At 13%, colorectal cancer is the third most common cancer in men and at 11% the second most common cancer in women.1 Ninety-five percent of all those affected develop adenocarcinoma, tumours such as lymphomas, sarcomas, neuroendocrine tumours or squamous cell carcinomas, are diagnosed less frequently. Early diagnosis is often difficult due to lack of characteristic symptoms; local symptoms such as pain, cramps, and haematochezia usually occur, accompanied by weight loss, paraneoplasia, or anaemic symptoms. As a result of metastasis, liver failure or the appearance of icterus may also occur.
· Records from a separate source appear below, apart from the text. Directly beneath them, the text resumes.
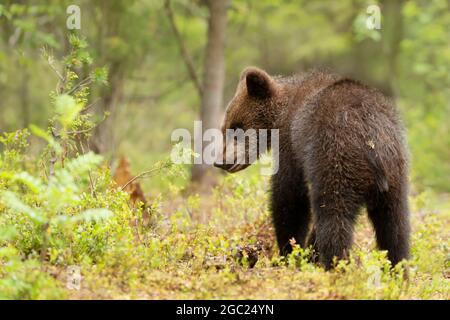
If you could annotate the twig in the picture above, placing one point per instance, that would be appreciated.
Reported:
(184, 53)
(145, 173)
(82, 83)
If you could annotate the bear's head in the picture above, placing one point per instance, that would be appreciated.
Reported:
(249, 112)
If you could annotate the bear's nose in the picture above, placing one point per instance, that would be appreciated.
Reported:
(218, 165)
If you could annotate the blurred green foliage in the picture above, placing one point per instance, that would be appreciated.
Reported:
(133, 39)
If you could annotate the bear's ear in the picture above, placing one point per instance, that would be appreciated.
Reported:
(259, 84)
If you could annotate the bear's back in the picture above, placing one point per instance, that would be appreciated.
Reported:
(348, 128)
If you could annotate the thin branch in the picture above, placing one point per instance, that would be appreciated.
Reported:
(146, 173)
(184, 53)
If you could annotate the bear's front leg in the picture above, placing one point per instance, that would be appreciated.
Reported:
(290, 208)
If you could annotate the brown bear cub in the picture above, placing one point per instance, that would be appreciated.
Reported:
(341, 146)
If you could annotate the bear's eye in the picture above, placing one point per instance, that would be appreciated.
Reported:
(236, 125)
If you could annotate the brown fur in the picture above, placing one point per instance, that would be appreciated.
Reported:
(341, 147)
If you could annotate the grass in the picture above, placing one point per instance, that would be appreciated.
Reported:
(191, 254)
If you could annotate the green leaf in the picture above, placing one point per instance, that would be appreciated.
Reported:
(67, 109)
(14, 203)
(46, 136)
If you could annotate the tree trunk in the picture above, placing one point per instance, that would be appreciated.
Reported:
(213, 80)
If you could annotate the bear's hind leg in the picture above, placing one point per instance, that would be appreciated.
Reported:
(334, 224)
(290, 211)
(390, 218)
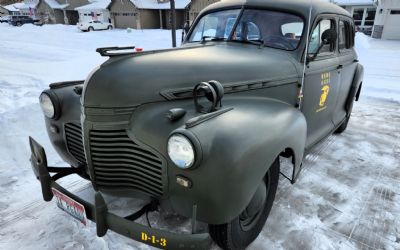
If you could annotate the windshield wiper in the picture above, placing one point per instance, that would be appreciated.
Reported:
(259, 42)
(212, 38)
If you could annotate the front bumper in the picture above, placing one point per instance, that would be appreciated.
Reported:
(98, 212)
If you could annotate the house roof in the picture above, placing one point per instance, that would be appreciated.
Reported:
(28, 5)
(55, 5)
(354, 2)
(155, 5)
(97, 5)
(13, 7)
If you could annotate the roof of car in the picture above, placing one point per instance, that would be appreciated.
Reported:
(298, 6)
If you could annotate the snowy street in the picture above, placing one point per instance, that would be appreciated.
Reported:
(347, 196)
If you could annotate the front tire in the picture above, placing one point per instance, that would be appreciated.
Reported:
(245, 228)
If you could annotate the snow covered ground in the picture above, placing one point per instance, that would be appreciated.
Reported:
(347, 197)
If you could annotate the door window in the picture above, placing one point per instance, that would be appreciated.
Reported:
(346, 35)
(316, 38)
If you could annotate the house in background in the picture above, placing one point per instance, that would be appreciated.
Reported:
(29, 8)
(387, 20)
(59, 11)
(363, 12)
(4, 11)
(196, 6)
(97, 11)
(147, 14)
(13, 9)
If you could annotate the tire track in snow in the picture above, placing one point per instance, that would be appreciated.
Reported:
(38, 205)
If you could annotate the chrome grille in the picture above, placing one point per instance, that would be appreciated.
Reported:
(120, 163)
(73, 136)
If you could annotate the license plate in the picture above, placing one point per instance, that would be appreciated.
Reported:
(70, 206)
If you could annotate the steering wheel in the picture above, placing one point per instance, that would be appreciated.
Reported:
(279, 41)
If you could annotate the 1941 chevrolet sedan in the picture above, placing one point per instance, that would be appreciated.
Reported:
(199, 129)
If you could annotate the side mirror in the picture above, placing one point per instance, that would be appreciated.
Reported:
(328, 37)
(185, 30)
(186, 27)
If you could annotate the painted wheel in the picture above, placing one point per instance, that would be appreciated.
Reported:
(245, 228)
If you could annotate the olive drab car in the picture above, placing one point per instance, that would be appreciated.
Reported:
(199, 129)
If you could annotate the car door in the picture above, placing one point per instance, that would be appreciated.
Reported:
(320, 83)
(347, 65)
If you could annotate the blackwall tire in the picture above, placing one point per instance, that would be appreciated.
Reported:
(234, 235)
(343, 126)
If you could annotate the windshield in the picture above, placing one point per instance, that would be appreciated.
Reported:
(262, 27)
(217, 25)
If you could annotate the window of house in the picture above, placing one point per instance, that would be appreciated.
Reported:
(316, 38)
(357, 16)
(369, 19)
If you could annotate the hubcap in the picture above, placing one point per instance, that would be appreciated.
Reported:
(249, 217)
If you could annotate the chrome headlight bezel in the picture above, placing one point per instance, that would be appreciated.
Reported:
(184, 155)
(49, 104)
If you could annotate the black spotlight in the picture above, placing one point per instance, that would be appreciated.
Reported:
(213, 91)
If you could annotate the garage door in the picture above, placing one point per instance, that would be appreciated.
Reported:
(124, 20)
(391, 29)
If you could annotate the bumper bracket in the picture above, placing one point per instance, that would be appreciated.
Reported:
(98, 212)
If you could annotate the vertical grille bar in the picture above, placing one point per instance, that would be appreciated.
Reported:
(73, 135)
(120, 163)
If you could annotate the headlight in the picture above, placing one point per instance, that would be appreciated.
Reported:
(181, 151)
(47, 105)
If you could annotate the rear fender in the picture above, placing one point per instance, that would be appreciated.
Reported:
(355, 89)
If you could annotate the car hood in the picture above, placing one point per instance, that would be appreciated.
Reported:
(126, 81)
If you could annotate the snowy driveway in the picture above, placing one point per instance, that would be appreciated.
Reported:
(347, 197)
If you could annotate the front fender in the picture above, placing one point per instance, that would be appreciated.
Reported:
(237, 149)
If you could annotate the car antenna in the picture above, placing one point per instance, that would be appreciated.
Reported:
(300, 93)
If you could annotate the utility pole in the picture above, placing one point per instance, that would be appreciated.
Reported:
(173, 22)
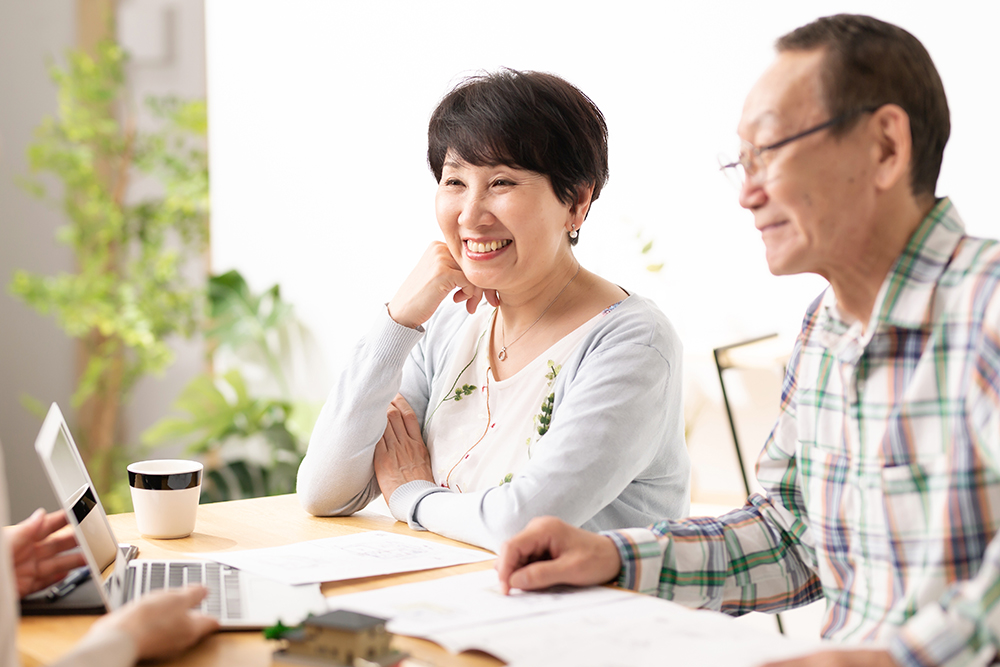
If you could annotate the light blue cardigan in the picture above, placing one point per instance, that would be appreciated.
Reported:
(614, 454)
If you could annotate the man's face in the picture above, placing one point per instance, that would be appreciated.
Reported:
(815, 203)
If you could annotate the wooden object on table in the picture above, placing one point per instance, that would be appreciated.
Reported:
(252, 524)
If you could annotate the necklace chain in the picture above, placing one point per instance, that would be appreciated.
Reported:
(502, 354)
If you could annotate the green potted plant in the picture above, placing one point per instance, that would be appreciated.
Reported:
(127, 295)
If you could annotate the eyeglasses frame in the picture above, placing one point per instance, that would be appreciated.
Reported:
(795, 137)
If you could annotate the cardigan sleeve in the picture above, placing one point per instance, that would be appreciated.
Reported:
(337, 475)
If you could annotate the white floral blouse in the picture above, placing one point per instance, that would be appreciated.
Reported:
(481, 431)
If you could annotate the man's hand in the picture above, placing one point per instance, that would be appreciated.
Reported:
(162, 623)
(37, 545)
(852, 658)
(401, 455)
(435, 276)
(550, 551)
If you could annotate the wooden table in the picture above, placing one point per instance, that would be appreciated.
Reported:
(250, 524)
Before the start of therapy, treatment goals and the therapeutic measures necessary to achieve them are defined individually for each patient. In particular, the stage of the cancer and clinical risk factors such as comorbidity and age influence the choice of drugs and the intensity of treatment. For cancer patients in stages 1 to 3, complete resection of the primary tumour is the central element of curative therapy. Adjuvant drug tumour therapy aims to prevent the manifestation of distant metastases. In addition, it leads to a reduction in the recurrence rate as well as to an increase in the survival rate. Fluoropyrimidines (capecitabine, 5-fluorouracil/folinic acid) and other cytostatic drugs such as irinotecan and oxaliplatin as well as monoclonal antibodies (bevacizumab, cetuximab, panitumumab) are components of drug-based tumour therapy.2


1 STATISTIK AUSTRIA (ed.). Cancer Incidence and Mortality in Austria 2014: (accessed 08.05.2015).

2 Austrian Society for Haematology & Medical Oncology (ed.): (accessed 08.05.2015).